Individuals wishing to travel would use a handheld control device, either standalone, or integrated into their mobile phone, to summon a flock of balls. The balls would roll themselves under the person or object to be transported, and then roll themselves towards the destination. As balls fell out the back they would roll themselves towards the front.

The balls would be paid for out of public spending, and many thousands or millions would be released into the environment. This would allow self-powered cars and other vehicles to become obsolete, since one could now travel the length of the country on one's own sofa, or in a large bucket.

pocmloc, Sep 20 2009

Triple-Barreled, Pneumatic, Ball-Dribbling Parabola, Reaction Hovermobile Triple-Barreled_2c_...ction_20Hovermobile
reminded me of this classic [xaviergisz, Sep 21 2009]

Detachable Penis http://www.amazon.c...d=1337264466&sr=8-1
Similar sentiment [bungston, May 17 2012]

http://en.wikipedia.org/wiki/Terrahawks [not_morrison_rm, May 17 2012]


       I'm sorta glad this isn't what I thought it was, which is worth the [+]
FlyingToaster, Sep 20 2009

       There should be a "sic'em" attack function built into the balls, for self defense. [+]
DrWorm, Sep 20 2009

       Your bun is rolling towards you in a large bucket, sat upon a sofa.
kaz, Sep 20 2009

       "Self-powered" in this sense is rather vague.   

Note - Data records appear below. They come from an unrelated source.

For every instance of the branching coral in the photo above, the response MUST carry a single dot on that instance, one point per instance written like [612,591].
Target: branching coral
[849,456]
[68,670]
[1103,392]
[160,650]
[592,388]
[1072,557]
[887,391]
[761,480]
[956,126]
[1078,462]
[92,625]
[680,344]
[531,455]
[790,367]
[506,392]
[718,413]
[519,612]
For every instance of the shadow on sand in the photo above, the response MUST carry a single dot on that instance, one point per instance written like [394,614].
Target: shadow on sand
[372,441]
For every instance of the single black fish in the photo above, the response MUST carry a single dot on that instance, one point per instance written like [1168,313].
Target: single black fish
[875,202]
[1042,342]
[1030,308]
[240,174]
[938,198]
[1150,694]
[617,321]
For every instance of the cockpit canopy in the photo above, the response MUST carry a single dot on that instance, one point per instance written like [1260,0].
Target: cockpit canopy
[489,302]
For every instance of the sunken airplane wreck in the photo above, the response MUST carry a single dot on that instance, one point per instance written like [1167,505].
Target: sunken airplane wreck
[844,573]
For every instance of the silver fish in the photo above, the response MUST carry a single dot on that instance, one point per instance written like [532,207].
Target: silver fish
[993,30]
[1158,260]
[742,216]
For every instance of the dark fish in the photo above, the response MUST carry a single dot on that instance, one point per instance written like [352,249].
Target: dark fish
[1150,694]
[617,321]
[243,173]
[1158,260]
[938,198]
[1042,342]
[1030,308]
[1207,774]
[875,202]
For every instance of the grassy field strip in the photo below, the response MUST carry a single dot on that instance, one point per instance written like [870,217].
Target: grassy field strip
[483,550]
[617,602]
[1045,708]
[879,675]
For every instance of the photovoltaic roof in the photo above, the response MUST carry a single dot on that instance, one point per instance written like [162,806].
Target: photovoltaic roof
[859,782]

       Also, vehicles have the advantage of being able to carry cargo, offer amenities and protect us from the environment and other hazards.   

       What happens when you encounter a hill, a pothole, ice or the passenger falls?
phoenix, Sep 20 2009

       If you roll over a ball, the ball will travel half as far as you do, in the same time. Meaning it is half as fast. Therefore the balls would have to accelerate to [your velocity +x] to overtake, then slow down to [your v/2], all the time. considering the how fast a ball would be exiting behind you (10m/s ~ 40km/h), it would have to double/halve it's velocity every second, or so, probably more often if it's transporting you directly, and not your car, as the length of travel beneath your feet is much less...   

       Nice to picture, but no feasibility.
loonquawl, Sep 21 2009

       Why not upscale the size of them and ride around on the inside like a Zorb?
RayfordSteele, Sep 21 2009

       GPS is good, but is it good down to inches? Would an assortment of iphones on a counter be able to tell how it was spatially ordered?
bungston, May 17 2012

       //Detachable Penis   

       Ho hum. I that's actually baked as cephalops have a wandering tentacle that goes off on its own for dating purposes, or porpoises if it's that confused species-wise. Or is that what you're referring to?   

       //GPS is good, but is it good down to inches? I do seem to recollect a pantograph attachment (mobile segway mountain of doom), so in theory it should be possible to gear down accuracy onto a smaller scale..probably.   

       and also autonomous balls (ahem) did turn up in Gerry Anderson's Terrahawks, Sergeant Major Zero and Dix Huit (the French one, with the moustache) et al.